Ce matin, les représentants des pensions paraissaient plutôt satisfaits de la présentation, et surtout des promesses d’accès élargi à l’aide fiscale pour leurs projets. Du côté des professionnels de la « grande » hôtellerie, en revanche, on n’a toujours pas digéré la réforme « surprise » de cette défisc’, qui rendent les nouvelles AMI « très peu attractives ». À cause des seuils, bien sûr, ou de l’enveloppe limitée. Mais aussi parce que le dispositif exclut les rénovations d’hôtels, alors que plusieurs resorts attendent des liftings importants pour relancer leur activité. Comme annoncé, ces appels ne concernent pas non plus les projets de plus 10 milliards de francs. Un autre dispositif, qui suit des règles différentes – et ressort d’une autre enveloppe budgétaire – doit être réservé à ces « grands projets », avait précisé la présidence. Sans convaincre les principaux intéressés, toujours persuadés que le Pays risque de tarir l’investissement privé dans le tourisme polynésien.

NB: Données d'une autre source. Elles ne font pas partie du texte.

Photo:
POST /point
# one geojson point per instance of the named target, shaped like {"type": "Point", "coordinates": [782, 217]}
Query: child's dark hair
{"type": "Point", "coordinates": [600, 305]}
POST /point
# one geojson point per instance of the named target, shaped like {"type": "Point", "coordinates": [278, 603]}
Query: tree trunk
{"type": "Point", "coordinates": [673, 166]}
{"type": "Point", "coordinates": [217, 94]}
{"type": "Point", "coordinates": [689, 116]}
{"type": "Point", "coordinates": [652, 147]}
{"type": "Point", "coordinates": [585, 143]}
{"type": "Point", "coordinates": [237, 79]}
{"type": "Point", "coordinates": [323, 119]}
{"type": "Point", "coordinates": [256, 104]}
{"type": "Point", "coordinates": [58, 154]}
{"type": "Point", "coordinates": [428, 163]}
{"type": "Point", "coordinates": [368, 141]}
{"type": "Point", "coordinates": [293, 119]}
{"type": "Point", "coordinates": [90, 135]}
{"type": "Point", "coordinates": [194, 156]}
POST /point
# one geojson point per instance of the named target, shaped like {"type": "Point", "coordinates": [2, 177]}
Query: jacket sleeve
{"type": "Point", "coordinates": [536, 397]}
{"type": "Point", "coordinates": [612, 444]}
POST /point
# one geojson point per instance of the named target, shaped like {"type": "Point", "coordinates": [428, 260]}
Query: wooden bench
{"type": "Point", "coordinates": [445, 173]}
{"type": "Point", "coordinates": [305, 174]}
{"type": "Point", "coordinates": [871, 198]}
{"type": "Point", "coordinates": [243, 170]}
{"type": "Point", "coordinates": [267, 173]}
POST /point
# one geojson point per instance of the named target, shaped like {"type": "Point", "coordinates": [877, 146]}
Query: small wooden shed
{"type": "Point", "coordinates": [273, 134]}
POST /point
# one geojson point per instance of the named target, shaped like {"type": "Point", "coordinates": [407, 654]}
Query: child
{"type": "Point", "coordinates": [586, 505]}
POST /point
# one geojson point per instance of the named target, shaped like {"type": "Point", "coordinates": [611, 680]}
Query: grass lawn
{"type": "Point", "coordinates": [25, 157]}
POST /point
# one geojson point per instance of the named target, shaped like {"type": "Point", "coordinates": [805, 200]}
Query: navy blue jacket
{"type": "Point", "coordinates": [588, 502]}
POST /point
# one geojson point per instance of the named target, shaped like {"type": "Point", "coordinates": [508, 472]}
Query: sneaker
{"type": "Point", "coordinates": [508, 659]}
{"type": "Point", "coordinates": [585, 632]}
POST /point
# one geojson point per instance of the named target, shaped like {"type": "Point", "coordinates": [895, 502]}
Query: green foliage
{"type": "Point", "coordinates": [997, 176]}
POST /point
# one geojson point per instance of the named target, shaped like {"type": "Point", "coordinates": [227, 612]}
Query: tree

En attendant le Conseil d’État
Outre les critiques, c’est une ombre juridique qui pèse sur ces deux AMI. Les règles auxquelles elles obéissent étant issues de la nouvelle loi fiscale, son annulation par le Conseil d’État pourrait remettre en cause la procédure. Or des recours ont été déposées, après la deuxième adoption de la loi le 11 avril, d’abord par les élus autonomistes dans la foulée des débats, puis par le Medef début mai. La décision des juges parisiens pourrait attendre le mois de juillet, et le gouvernement a donc fait le choix « d’avancer ». Du côté de la présidence, on précise que l’annulation des seules dispositions qui concernent la rétroactivité de la loi, celles qui sont le plus critiquées, ne remettraient pas en cause ces appels à manifestation d’intérêt. Le dépôt des dossiers est possible auprès de l’Agence de développement économique jusqu’à 1er juillet pour les charters nautiques, et jusqu’au 15 octobre prochain pour les hôtels et pensions de famille. Objectif du gouvernement : effectuer le dépouillement et annoncer les lauréats avant la fin de l’année.